Tipps zur Vorbeugung von Schweißflecken

Am besten ist es selbstverständlich, wenn Schweißflecken erst gar nicht entstehen. Da es sich beim Schwitzen jedoch um einen notwendigen und wertvollen körperlichen Vorgang handelt, lässt sich dieser nicht verhindern oder effektiv unterdrücken.

Ein erster Schritt hin zu geringer ausgeprägten Schweißflecken kann der Umstieg von einem Deodorant auf ein Antitranspirant sein.

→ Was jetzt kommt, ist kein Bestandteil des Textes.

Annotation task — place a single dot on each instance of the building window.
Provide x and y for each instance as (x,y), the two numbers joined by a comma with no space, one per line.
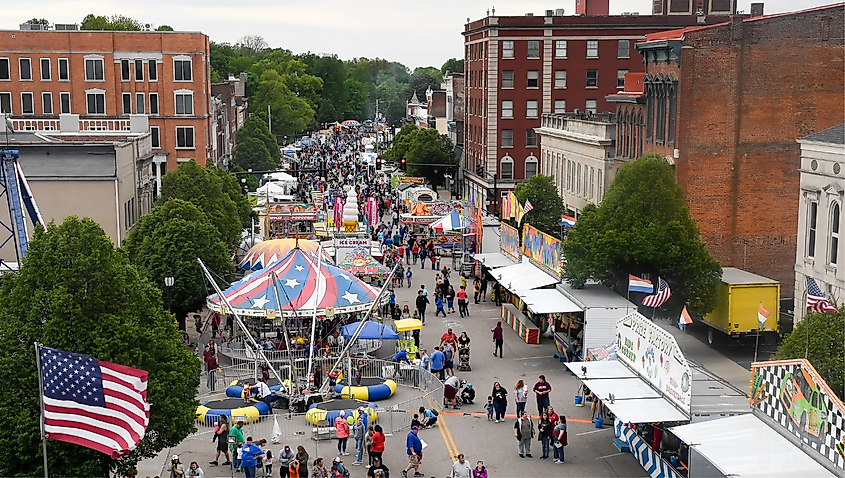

Diese Pflegeprodukte verhindern die Absonderung von Schweiß aus den Drüsen, indem sie sie verschließen. Da die Wirkung eines Antitranspirants jedoch meist nicht zu einhundert Prozent verlässlich ist und schon nach wenigen Stunden schwinden kann, eignen sich diese Mittel kaum, um Schweißflecken gänzlich zu verhindern.

Tatsächlich sinnvoll im Kampf gegen Schweißflecken unter den Achseln können sogenannte Achselpads sein. Hierbei handelt es sich um saugfähige Pads, die auf den Stoff im Achselbereich geklebt werden können. Während des Tragens verhindern sie den Kontakt von Schweiß und Kleidungsstück, was der Bildung von Schweißflecken effektiv vorbeugen kann.